KEY POINTS:
There was a good turnout for the impeccably well-timed Warehouse AGM yesterday. That's despite the fact that a large number of small shareholders have already taken their money and run.
As at September 2005, The Warehouse had more than 16,000 individual shareholders. That number had dwindled to just 9369 by September this year and may have fallen further in the last two days as hedge funds and arbitrage players have jumped back in, offering mum and dad shareholders another chance to get out at a decent price.
The share price could go a lot higher of course and some small shareholders may even be thinking of buying in at around $6.30 in anticipation of a $1 plus per share gain.
There have been some analysts suggesting that Woolworths can afford to pay above $8. In theory Woolworths looks the most likely to win a bidding war and should at least end up paying something north of $7.30 (a price the shares have already hit in the past 12 months).
But in theory the All Blacks ought to be world champions right now.
It's one thing to have an opinion on the most likely outcome, it's another thing to bet on something that has all the hallmarks of a sporting contest - high risks, high stakes and the chance that a busybody ref will ruin the game.

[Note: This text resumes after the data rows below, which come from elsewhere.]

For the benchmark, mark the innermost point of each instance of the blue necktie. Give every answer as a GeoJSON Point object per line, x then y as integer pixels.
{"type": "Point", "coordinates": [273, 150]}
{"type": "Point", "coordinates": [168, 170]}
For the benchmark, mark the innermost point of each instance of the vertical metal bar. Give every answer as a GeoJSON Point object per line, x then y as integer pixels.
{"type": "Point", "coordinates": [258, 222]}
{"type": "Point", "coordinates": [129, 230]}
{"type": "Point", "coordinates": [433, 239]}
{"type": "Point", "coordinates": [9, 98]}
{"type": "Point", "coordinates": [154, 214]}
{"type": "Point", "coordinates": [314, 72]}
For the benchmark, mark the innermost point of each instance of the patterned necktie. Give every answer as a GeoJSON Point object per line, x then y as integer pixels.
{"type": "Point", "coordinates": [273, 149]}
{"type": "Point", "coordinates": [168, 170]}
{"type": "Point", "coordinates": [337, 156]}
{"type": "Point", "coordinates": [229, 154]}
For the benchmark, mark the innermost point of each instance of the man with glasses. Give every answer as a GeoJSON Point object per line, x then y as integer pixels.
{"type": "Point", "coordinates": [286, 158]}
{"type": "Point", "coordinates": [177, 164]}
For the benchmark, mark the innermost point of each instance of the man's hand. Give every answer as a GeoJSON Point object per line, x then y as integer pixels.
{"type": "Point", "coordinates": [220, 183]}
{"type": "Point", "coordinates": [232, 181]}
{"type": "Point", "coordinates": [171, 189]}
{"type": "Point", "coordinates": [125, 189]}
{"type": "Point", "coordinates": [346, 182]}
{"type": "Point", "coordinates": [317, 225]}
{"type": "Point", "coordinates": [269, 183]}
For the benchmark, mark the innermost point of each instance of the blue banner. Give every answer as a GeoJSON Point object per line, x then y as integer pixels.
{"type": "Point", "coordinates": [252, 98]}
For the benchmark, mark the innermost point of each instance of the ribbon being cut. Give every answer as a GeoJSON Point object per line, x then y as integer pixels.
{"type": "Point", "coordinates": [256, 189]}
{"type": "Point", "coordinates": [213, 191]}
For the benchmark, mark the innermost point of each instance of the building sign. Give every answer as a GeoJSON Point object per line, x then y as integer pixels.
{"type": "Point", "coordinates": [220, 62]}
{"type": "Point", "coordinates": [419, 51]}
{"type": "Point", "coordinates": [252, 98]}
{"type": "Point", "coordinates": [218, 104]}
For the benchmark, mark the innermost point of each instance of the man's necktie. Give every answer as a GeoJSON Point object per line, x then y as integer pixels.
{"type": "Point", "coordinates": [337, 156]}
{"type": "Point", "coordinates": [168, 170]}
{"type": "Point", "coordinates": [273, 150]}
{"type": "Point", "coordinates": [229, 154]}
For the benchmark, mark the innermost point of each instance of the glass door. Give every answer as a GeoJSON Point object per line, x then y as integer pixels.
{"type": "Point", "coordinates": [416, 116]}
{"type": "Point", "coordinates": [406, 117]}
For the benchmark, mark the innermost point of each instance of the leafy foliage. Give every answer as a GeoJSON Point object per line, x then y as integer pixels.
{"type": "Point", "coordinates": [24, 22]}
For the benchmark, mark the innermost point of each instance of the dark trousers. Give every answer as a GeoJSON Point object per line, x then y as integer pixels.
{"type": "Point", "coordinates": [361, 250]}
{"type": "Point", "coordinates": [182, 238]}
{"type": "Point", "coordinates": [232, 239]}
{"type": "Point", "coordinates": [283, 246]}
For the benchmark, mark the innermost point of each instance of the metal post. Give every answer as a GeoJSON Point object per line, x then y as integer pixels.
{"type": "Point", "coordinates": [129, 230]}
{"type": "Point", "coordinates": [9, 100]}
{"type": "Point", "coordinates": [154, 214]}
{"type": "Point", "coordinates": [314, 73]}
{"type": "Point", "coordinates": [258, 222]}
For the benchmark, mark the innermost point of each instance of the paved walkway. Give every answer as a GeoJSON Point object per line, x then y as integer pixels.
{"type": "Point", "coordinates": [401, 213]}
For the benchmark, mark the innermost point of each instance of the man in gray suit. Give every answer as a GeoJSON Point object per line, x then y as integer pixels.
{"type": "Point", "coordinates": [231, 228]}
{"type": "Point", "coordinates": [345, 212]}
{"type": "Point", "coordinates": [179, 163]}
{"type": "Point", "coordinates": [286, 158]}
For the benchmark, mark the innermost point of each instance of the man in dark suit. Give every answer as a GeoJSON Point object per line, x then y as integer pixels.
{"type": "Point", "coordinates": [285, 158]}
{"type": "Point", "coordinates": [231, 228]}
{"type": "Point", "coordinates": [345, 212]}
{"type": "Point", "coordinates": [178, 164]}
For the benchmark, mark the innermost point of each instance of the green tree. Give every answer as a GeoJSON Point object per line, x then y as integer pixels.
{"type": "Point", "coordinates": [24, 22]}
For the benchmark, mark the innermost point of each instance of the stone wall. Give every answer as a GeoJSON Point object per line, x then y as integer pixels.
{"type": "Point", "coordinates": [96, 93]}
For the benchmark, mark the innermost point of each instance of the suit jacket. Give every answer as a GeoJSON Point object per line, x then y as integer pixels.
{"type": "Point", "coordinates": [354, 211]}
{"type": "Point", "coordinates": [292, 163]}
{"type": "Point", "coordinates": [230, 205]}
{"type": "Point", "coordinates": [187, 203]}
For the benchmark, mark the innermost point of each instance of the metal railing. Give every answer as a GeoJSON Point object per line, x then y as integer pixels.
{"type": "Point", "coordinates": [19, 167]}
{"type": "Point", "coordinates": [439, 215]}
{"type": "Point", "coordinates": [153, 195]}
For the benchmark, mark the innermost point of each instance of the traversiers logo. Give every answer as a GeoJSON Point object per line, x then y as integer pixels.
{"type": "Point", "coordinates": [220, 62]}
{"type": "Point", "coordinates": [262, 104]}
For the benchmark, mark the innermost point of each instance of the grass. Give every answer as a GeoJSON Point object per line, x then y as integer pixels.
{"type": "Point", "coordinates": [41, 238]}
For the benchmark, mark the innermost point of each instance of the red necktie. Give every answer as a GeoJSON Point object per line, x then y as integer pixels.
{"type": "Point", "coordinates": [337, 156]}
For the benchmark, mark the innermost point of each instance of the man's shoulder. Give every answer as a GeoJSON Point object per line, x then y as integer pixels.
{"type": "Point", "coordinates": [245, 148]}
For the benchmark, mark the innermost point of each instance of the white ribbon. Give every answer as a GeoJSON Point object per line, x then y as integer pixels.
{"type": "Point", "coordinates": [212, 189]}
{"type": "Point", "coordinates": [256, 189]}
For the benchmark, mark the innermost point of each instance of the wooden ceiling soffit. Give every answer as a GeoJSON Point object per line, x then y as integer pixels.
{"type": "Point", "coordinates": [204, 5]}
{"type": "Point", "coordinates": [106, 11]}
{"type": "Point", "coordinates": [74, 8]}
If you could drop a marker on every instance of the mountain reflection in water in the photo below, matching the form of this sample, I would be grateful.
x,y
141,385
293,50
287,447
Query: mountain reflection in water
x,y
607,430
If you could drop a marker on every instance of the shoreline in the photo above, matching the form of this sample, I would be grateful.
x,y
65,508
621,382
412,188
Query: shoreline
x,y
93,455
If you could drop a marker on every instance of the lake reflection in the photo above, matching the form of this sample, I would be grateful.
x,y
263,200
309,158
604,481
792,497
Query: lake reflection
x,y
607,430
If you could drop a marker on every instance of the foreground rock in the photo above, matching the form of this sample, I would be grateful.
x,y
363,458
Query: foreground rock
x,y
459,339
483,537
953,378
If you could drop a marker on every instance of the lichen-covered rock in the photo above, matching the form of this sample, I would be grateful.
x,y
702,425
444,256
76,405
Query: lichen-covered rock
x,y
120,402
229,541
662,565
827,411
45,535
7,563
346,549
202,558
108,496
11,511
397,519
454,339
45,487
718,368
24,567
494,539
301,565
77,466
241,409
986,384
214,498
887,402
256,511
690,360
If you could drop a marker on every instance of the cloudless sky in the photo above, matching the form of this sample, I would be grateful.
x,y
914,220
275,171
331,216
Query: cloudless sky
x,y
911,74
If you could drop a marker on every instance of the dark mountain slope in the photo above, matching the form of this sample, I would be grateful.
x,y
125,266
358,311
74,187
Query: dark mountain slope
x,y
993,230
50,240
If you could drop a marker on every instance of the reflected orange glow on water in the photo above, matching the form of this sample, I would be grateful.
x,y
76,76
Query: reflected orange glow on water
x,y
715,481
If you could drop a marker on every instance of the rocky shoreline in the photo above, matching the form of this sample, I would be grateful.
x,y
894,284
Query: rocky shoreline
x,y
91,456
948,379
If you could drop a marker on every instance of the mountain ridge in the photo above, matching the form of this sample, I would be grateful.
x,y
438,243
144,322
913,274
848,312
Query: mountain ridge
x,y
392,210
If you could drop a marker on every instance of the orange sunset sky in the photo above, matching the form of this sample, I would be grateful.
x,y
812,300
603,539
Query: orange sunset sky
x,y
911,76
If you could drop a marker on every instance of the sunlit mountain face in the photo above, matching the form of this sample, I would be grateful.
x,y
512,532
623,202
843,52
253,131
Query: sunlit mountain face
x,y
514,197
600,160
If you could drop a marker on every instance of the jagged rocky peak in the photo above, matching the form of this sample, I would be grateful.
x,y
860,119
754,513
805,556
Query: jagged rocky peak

The broking community was extremely confident that the High Court would overturn the Commerce Commission ban on the sale - but that doesn't mean they were all buying in. The surging share price of the past two days is a sign of just how cautiously most were playing this.
As one broker - with a client who took a $1 million punt on the outcome of the case - said yesterday, the High Court decision came more as a relief than a cause for celebration.
It makes more sense for the big funds to invest on takeover plays. A hedge fund will typically spread the risk by investing in a large number of stocks around the world which are subject to M&A activity.
They will have some big wins and some big losses. But as their name suggests, they know how to hedge risk so that their returns are ultimately positive. Small investors don't have that luxury.
The opportunity cost of staying in the stock also has to be considered. While shareholders have been waiting for the Commerce Commission case to run its course and the bidding war to begin, their money could have been earning 8 per cent per annum in the bank.
So it's not surprising that many have been advised to sell on the numerous price spikes The Warehouse has seen in the past year.
The floating pool of available stock is now less than 30 per cent.
Last year both Foodstuffs and Woolworths acquired 10 per cent stakes (which enable them to block a full takeover bid).
And The Warehouse share register has always been dominated by founder Stephen Tindall. Having spun out almost half his wealth to create the charitable Tindall Foundation, he personally holds just 26.7 per cent of the company. The foundation holds 21.3 per cent.
The extent to which Tindall can influence the decision of the foundation, of which he is a trustee, is not clear. But the potential conflict may not ultimately be that relevant.
Even when it comes to his personal shareholding, it is reasonable to assume his motivation won't be far from that of other shareholders.
By getting involved in the process Tindall may help Foodstuffs or PEP present a viable alternative to Woolworths.
They may even succeed. But Tindall can't lose either way.
One thing Tindall will have a firm view on is what his business is worth. You can be sure he won't let it go for a bargain. Not because he needs the money, but because he has a lot of emotional investment in the charitable trust and how its wealth can be used. And because he also has a lot of pride in the company he has created.